A professora pergunta: "Quando o governante não usa o dinheiro público para o benefício do povo e coloca no próprio bolso, o que é?
Imediatamente os alunos respondem: Propina.
Assim foi o último dia do projeto da Controladoria Geral do município, "Olho vivo no dinheiro público". Os estudantes estavam com a lição na ponta da língua. Durante dez dias eles aprenderam como as verbas do governo federal, que são destinadas às cidades, podem melhorar o local onde vivem e também como fazer para fiscalizar o que é investido.

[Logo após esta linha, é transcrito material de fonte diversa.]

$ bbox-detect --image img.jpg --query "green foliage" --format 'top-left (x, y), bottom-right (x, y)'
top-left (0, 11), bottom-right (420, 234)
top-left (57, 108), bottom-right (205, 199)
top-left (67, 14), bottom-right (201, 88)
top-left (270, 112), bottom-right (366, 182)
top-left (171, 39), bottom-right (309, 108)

Cada uma das 42 escolas desenvolveu de forma subjetiva o projeto em sala de aula. A Escola Municipal de Ensino Fundamental Icaro, localizada no bairro Fátima, decidiu explorar o assunto em todas as disciplinas. De acordo com a supervisora, Rose Waitikoski, na disciplina de História por exemplo, o tema foi contextualizado através da evolução da economia no Brasil e na matemática os alunos aprenderam como calcular a porcentagem dos impostos que vão para o governo.
Denis Carrazoni, 10 anos, disse que não sabia que parte do dinheiro do produto que ele paga para consumir é destinado para impostos. "Até a bala que a gente compra tem imposto e fiquei triste em saber que muitas vezes esse dinheiro é desviado", lembra o estudante.
O resultado dessa receptividade que as crianças demonstraram foi percebida através de desenhos e de redações. "Eu desenhei o mundo para mostrar para o povo que não se joga dinheiro fora" diz Gabrielli Boyt, 9 anos, mostrando seus traços coloridos repletos de informações que já não pertencem mais somente ao mundo dos adultos.
O Controlador do Município de Canoas, Ivo Lech, ficou surpreso ao perceber o entusiasmo dos estudantes. "Não imaginava que pudessem produzir trabalhos com tanta qualidade. Incrível como as crianças tem consciência que o dinheiro público é um benefício de poucos", comenta.
Os trabalhos agora serão selecionados para o concurso que vai finalizar o projeto esse ano. 29 mil alunos estão participando. No dia 1° de Dezembro serão escolhidos 4 desenhos, um de cada série do 1° ao 4° ano do ensino fundamental e 4 redações da 5° a 8° série. Os melhores serão premiados com um playstation e uma máquina fotográfica no dia 9 de dezembro em Porto Alegre, data que marca o dia de combate a corrupção.